Patients with Medicaid insurance often seek health care in an emergency department due to a lack of alternative care options, rather than the severity of their illness, according to study results recently published in the Journal of General Internal Medicine.
Using the 2011 National Health Interview Survey, researchers asked 4,606 patients whose last emergency department visit did not result in hospitalization about their reasons for seeking care in the emergency department. Patient responses were classified into two categories: those who used the emergency department for immediate evaluation (acuity issues) or those who used the emergency department due to barriers preventing them from accessing outpatient services.
Researchers analyzed data to test the association between health insurance type and reasons for ED visits, while adjusting for sociodemographic characteristics.
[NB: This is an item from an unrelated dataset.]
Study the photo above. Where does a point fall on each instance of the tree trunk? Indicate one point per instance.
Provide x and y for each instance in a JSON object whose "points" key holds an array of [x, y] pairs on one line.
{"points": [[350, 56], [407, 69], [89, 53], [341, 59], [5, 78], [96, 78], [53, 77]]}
Study results showed 65% of patients reported one or more acuity issues and 78.9% reported one or more access issues. Researchers found among those who reported no acuity issues leading to the most recent emergency department visit, 84.2% of patients reported one or more access issues. Patients with Medicaid or Medicare were just as likely to seek emergency department care due to acuity issues compared with patients who had private insurance. However, patients with Medicaid and patients with both Medicaid and Medicare were more likely than those with private insurance to seek emergency department care because they could not find an alternative health care option, according to study results.
Researchers believe policy makers should focus on increasing timely access to primary care, especially for Medicaid beneficiaries, and improving care coordination between patients and emergency care providers.
“There is a misconception that patients with Medicaid insurance are more likely to use emergency rooms for a non-urgent issue when compared with those who have private insurance,” Roberta Capp, MD, MHS, of the department of emergency medicine at the University of Colorado School of Medicine and the Robert Wood Johnson Foundation-Clinical Scholars and department of emergency medicine at Yale School of Medicine, stated in a press release. “Medicine is complex and patients, no matter what insurance they have, are not always able to determine what is urgent or not urgent.”
For more information:
Capp R. J Gen Intern Med. 2013;doi:10.1007/s11606-013-2734-4.
Disclosure: Capp has no relevant financial disclosures.